ひとつは監査です。聞かれるのはだいたい「今どうなっているか」と「なぜそうなっているか」の2つで、それぞれmain.tfとgit logが答えます。ただし読む側に技術が要るので、監査人にplanの出力を見せて話が通じるのかは分かりません。
もうひとつはAIと組み合わせることです。管理画面のクリック操作はAIに渡せませんが、コードなら渡せます。差分を説明させたり、レビューさせたり、変更案を書かせたり。ここで面白いのは、今回の検証と同じ構造になっていることです。コード化されていないものは、AIの視野にも入りません。manual-lab-usersがplanから見えなかったのと、まったく同じです。
そしてHRと繋げる方向です。人事システムで入社や異動が登録されたら、それを起点にグループが自動で変わる、という形。ただしMicrosoft側にHRプロビジョニングや動的グループ(どちらもP1以上)がすでにあるので、Terraformの仕事は「箱とルール」までで、「中身が誰か」は任せることになりそうです。メンバーシップまでコードで持つとplanが毎日ノイズだらけになって、肝心の1件が埋もれます。監査ログを開いたときと同じことが起きます。
このあたりは、また機会があれば試してみます。
今回試していないこと
冒頭にも書きましたが、今回やったのは手元でTerraformを動かしただけです。ガバナンスという観点では、まだ入り口に立ったところだと思っています。
冒頭で挙げたPull Requestによる承認、職務分離、CI/CDからの自動実行は、どれも手つかずのままです。記録の残し方として挙げた5つも、Gitを試しただけで、Stateのリモート化、planの保存、実行ログの保管、定期実行が残っています。

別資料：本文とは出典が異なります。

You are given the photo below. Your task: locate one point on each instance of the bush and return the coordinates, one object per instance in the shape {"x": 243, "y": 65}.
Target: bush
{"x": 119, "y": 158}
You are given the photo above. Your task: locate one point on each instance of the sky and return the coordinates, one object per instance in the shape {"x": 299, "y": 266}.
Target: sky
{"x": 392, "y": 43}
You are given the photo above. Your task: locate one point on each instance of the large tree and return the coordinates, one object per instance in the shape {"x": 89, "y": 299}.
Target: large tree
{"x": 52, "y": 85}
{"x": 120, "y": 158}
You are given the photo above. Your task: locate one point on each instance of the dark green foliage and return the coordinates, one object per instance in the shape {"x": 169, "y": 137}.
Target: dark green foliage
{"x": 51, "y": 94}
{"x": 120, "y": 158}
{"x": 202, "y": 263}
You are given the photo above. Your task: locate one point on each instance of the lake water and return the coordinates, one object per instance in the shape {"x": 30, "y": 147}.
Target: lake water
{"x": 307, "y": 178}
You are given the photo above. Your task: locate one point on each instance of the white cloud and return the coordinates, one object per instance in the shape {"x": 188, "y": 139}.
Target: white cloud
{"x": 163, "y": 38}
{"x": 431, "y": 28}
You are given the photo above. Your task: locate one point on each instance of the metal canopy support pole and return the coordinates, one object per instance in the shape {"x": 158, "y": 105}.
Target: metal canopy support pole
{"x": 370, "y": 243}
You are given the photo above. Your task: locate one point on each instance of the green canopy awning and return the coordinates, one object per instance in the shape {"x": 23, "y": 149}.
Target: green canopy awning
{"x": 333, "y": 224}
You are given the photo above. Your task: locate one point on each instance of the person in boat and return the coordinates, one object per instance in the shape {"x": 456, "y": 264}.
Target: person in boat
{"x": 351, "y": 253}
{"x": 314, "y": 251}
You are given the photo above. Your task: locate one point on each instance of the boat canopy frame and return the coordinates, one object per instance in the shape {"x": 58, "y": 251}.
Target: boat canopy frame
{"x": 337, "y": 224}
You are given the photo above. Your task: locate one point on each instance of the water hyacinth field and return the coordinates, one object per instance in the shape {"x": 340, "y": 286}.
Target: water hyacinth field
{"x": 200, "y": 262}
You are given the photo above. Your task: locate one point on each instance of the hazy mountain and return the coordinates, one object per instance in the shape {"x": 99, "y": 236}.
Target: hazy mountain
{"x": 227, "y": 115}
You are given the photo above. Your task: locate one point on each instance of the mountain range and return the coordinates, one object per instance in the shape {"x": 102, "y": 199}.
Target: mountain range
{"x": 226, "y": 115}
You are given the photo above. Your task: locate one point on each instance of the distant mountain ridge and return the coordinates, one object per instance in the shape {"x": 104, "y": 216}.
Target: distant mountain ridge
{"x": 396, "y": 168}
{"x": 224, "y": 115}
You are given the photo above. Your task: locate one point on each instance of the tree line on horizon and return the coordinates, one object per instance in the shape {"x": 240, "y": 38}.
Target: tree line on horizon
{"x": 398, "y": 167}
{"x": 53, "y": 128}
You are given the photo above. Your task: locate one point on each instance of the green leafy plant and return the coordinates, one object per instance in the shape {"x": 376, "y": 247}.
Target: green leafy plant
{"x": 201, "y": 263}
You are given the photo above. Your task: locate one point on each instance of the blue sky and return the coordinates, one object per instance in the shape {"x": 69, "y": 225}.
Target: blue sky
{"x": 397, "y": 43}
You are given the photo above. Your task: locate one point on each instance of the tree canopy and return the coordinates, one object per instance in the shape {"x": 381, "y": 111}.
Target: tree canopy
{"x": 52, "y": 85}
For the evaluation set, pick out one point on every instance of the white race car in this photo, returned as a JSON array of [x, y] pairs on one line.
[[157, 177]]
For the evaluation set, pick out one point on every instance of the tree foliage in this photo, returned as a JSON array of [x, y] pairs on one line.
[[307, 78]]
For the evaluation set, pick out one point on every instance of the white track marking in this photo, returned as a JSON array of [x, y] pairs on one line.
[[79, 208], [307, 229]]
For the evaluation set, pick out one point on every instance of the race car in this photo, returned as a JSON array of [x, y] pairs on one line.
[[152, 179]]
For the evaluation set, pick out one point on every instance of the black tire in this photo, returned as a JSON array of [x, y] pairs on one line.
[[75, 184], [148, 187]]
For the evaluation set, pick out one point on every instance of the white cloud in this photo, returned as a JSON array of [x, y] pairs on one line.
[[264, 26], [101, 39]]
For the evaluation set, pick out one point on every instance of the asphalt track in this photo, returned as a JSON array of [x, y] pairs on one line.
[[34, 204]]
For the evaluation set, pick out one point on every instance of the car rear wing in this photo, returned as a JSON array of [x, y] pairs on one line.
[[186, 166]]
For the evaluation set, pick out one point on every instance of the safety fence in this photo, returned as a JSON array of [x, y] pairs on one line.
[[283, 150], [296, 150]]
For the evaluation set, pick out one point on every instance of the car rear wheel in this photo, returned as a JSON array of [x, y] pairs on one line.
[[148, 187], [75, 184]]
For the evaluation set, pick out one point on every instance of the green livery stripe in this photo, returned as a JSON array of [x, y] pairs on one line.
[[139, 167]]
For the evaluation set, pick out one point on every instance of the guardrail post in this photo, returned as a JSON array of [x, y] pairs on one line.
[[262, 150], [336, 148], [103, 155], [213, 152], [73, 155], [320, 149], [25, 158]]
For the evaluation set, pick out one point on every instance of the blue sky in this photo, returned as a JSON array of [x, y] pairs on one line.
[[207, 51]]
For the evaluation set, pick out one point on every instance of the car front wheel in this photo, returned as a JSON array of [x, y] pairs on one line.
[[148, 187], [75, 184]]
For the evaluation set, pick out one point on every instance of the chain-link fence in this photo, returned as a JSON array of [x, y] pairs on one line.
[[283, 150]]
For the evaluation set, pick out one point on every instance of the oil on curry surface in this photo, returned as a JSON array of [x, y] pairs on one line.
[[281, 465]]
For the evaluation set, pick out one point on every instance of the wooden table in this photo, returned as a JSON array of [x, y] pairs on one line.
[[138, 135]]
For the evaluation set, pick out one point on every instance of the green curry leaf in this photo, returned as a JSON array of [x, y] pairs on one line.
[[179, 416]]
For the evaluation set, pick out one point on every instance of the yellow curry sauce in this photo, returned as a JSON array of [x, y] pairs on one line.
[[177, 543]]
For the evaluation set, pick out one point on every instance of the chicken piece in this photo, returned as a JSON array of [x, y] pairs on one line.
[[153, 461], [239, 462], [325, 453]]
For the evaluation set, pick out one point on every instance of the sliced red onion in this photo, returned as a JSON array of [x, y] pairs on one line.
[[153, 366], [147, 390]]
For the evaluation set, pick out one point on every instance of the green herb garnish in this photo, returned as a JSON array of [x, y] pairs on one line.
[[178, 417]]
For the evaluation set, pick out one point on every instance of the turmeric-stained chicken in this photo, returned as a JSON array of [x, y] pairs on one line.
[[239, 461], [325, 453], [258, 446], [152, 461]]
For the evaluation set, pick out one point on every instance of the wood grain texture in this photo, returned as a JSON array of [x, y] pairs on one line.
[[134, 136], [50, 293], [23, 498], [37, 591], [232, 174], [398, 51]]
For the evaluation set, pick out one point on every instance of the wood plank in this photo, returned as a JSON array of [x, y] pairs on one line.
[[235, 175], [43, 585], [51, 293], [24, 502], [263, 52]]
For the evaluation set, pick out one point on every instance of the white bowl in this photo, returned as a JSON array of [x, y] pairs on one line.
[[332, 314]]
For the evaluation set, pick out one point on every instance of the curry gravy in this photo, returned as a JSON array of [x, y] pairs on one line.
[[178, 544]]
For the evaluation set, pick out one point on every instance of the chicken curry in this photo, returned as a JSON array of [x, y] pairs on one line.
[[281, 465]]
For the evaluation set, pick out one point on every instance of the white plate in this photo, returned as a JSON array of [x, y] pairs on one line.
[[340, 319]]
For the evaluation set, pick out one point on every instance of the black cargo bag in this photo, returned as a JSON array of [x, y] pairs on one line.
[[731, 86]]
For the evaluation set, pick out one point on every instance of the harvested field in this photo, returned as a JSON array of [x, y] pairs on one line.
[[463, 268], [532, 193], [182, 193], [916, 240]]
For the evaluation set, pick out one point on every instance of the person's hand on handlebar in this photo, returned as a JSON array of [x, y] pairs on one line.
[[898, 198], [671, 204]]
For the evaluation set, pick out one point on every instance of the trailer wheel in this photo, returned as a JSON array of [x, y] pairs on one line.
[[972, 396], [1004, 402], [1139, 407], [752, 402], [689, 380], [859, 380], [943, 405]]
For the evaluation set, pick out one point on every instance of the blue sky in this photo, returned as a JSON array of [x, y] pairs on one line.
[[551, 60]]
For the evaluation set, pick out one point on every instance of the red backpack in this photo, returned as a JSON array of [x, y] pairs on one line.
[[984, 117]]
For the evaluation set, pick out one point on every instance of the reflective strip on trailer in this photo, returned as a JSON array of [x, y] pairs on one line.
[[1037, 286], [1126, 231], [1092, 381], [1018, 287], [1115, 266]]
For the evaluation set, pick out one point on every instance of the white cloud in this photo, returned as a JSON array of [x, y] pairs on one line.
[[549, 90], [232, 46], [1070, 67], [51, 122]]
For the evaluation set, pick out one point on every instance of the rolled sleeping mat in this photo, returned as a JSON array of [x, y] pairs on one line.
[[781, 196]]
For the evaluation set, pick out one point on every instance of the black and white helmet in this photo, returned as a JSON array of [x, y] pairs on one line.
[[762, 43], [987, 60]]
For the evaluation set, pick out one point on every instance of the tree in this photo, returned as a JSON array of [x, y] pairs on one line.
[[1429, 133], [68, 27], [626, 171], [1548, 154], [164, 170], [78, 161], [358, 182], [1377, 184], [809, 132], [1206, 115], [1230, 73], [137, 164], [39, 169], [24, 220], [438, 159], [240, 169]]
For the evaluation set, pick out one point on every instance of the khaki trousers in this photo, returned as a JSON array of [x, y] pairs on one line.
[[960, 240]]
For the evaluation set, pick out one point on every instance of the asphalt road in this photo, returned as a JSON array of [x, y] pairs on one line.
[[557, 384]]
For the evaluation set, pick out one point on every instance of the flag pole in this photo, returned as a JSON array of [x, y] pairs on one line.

そこに2つ足すとすれば、手作業で作った既存のグループをあとからTerraformの管理下に取り込む作業と、状態ファイルを失ったときにどう復旧するかです。
特に既存グループの取り込みは、今回manual-lab-usersが完全に無視されたことで、実務では避けて通れない論点だと分かりました。既存環境にIaCを入れるとき、最初にぶつかるのはおそらくここです。
このあたりを順番に試して、続きを書いていく予定です。今回と同じく、うまくいかなかったところも含めて書きます。
無料枠という条件が、統制の上限を決めていた
書き終えてから気づいたことがあります。
上に挙げた制約のうち、監査ログが7日で消えることと、Stateが手元のファイル1つしかないことは、どちらもAzure側のサービスを使えば解けるはずです。監査ログはazurerm_log_analytics_workspaceとazurerm_monitor_aad_diagnostic_settingを作ればLog Analyticsに流し込めて、保持期間を自分で決められます。Stateはazurerm_storage_accountに置いてバージョニングを有効にすれば、世代管理までできます。いずれも今回は試していません。ログの種類によってはP1/P2が前提になる条件もあるので、公式ドキュメントでの確認が必要です。
参考:azurerm_monitor_aad_diagnostic_settingのドキュメント
ただし、どちらも課金が発生します。azureadが扱うものはEntra ID Freeの範囲でほぼ無料でしたが、azurermが作るものはほぼすべて従量課金です。Log Analyticsも、取り込んだ量と保持期間で課金されます。
つまり「個人のアカウントと無料枠だけで完結させる」という最初に決めた条件が、そのまま今回の統制の上限を決めていたことになります。7日で消える監査ログも、失えば終わりのStateも、検証の都合ではなく予算の結果でした。
実務では順番が逆になります。統制をどこまで効かせたいかを決めて、それに必要なコストを積みます。今回は無料という制約が先にあったので、届く範囲がそこで止まりました。
おわりに
全部を個人のアカウントと無料枠だけでやりました。必要だったのは、個人のMicrosoftアカウント、Azureの無料アカウント、Terraform、Azure CLIの4つだけです。
分かったことのひとつは、IdPをコードで管理するという体験自体は、無料枠のままで最後まで通せるということです。グループを作り、無断変更を仕掛け、planで検知して、applyで戻すところまで、費用は1円もかかっていません。Entra IDがIaCに対応しているのかどうかも知らなかった状態からでも、そこまでは届きます。
ここまでやってみると今度は有料環境で色々と試してみたくなります。
実際にEntra IDを利用されている方は、検証用テナントを作成してもっと試してみると面白いかもしれません。